Tenured in 1999
Judith Farmer enjoys a rich and varied career as a chamber musician, orchestra musician, soloist and teacher. She received her education at Indiana University and at the Hochschule fuer Musik in Vienna. From 1984-1996 she was principal bassoonist of the Austrian Radio Symphony Orchestra, performed and toured regularly with the Camerata Academica Salzburg under Sandor Vegh and with numerous chamber music ensembles in Vienna. Ms. Farmer has appeared as a soloist in the U.S. and in Europe, including the Salzburg Festival, and has participated in chamber music festivals in Prussia Cove (UK), Martha’s Vineyard (MA), Salem (NY), La Jolla (CA), Oaxaca (Mexico), Beverly Hills (CA) and Garth Newel (VA). For the 1995-96 season she held the position of visiting professor at the Hochschule fuer Musik in Graz, Austria. She has also taught at the International Mozart Academy in Prague, the Chautauqua Music Festival and the Henry Mancini Institute.
In 1996 Ms. Farmer moved to Los Angeles and since then has performed with the Los Angeles Philharmonic – including as guest associate principal in spring of 2009 – as well as for over 100 major motion pictures. She is currently principal bassoonist of the Santa Barbara Chamber Orchestra, a member of the Los Angeles Opera Orchestra and the Long Beach Symphony.
Judith Farmer teaches bassoon at the University of Southern California. She is an avid chamber musician, who enjoys collaborating with composers on new works and has had a number of works written and dedicated to her. Her recordings as a soloist and chamber musician are available on Albany, Ex-House and Orfeo Records.

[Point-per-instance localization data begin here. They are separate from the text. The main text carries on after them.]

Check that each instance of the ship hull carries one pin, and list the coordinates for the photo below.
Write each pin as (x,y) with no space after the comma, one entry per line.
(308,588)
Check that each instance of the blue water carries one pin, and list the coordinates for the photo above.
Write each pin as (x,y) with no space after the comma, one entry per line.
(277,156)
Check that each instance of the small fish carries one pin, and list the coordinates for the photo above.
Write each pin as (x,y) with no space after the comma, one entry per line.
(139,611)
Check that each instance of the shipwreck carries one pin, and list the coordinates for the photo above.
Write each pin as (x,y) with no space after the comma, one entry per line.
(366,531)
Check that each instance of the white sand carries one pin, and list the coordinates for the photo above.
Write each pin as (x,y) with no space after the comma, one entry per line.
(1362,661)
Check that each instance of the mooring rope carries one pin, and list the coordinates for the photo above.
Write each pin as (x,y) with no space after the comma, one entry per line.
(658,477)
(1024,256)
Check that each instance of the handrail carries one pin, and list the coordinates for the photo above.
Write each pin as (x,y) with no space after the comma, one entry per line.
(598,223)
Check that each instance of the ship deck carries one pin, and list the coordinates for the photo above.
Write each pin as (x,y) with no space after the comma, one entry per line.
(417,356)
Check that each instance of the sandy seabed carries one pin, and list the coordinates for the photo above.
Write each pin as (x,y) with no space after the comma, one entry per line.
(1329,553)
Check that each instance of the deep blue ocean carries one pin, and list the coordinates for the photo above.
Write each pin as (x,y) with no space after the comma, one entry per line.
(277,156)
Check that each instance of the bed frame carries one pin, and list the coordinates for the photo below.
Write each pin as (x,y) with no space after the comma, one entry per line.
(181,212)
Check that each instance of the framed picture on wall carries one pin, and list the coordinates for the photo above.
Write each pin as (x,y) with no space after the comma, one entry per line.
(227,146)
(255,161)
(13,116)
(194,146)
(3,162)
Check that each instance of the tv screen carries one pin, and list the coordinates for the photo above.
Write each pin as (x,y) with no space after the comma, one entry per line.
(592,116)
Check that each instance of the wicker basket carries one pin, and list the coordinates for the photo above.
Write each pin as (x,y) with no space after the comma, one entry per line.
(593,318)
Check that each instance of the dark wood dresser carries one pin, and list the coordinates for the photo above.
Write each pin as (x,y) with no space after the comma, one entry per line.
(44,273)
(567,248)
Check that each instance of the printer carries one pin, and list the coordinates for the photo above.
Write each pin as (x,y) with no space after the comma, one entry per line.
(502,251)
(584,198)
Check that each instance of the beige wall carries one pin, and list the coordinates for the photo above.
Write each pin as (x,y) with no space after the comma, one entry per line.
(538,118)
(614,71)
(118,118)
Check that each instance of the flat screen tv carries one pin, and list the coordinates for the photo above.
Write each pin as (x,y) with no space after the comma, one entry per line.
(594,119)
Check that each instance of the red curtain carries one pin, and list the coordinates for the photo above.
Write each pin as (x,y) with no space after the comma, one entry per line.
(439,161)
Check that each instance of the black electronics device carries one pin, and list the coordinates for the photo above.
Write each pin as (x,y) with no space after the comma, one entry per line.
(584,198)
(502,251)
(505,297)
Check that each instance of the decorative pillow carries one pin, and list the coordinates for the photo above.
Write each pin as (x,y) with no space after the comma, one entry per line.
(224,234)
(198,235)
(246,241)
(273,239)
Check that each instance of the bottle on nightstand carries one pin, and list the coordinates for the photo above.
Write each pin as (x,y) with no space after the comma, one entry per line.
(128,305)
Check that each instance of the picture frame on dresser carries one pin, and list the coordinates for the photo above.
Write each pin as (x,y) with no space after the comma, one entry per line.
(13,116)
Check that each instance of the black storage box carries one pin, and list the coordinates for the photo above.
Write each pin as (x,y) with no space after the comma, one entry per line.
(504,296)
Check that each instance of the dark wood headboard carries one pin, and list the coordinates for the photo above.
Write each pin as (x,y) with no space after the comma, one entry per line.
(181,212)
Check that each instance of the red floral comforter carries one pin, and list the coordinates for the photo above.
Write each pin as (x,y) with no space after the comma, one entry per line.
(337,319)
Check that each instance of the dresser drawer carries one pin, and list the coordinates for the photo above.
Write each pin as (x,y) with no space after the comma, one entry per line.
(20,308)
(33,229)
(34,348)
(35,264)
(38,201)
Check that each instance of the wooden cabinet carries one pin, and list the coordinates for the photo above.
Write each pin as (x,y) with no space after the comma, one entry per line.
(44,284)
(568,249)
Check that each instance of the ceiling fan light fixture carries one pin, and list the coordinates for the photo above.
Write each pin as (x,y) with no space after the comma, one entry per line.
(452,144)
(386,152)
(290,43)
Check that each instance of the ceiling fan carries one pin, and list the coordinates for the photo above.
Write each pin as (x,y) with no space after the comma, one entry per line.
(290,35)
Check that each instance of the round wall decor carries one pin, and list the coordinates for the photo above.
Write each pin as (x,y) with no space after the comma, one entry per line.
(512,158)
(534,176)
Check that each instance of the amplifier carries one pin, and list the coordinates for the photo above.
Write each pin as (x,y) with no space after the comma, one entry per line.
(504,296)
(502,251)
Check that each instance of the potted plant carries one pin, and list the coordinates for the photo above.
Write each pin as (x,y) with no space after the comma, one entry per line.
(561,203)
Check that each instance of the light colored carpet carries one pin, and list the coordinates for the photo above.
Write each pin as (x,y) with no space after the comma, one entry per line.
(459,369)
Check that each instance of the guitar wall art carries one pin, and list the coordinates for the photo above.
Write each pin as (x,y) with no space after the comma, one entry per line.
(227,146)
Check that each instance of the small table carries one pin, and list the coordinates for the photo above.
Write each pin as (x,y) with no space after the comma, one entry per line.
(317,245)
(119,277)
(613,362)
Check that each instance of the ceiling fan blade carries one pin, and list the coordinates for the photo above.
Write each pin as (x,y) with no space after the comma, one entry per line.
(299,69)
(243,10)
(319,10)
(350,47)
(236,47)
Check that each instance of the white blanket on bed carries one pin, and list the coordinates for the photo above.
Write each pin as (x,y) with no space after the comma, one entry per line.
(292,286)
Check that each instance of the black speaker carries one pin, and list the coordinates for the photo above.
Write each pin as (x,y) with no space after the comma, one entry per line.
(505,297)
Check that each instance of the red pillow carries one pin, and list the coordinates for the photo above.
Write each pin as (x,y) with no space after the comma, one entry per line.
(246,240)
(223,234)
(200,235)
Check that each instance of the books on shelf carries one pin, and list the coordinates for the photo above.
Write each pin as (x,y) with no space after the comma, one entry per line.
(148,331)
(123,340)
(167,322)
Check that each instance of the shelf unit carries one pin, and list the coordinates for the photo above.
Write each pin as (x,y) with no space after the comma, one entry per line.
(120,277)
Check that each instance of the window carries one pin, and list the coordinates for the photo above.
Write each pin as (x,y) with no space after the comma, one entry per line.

Critics have described bassoonist Judith Farmer’s playing as “impeccable” (American Record Guide), “masterly” (Fanfare Magazine) and “brilliant” (Kronenzeitung, Austria). Barnaby Rayfield also noted in the July/August 2011 issue of Fanfare Magazine: ” … the playing on [composer Gernot Wolfgang’s CD Short Stories] is uniformly excellent, especially from Judith Farmer on bassoon, finding expressive extremes of that instrument I didn’t think possible.”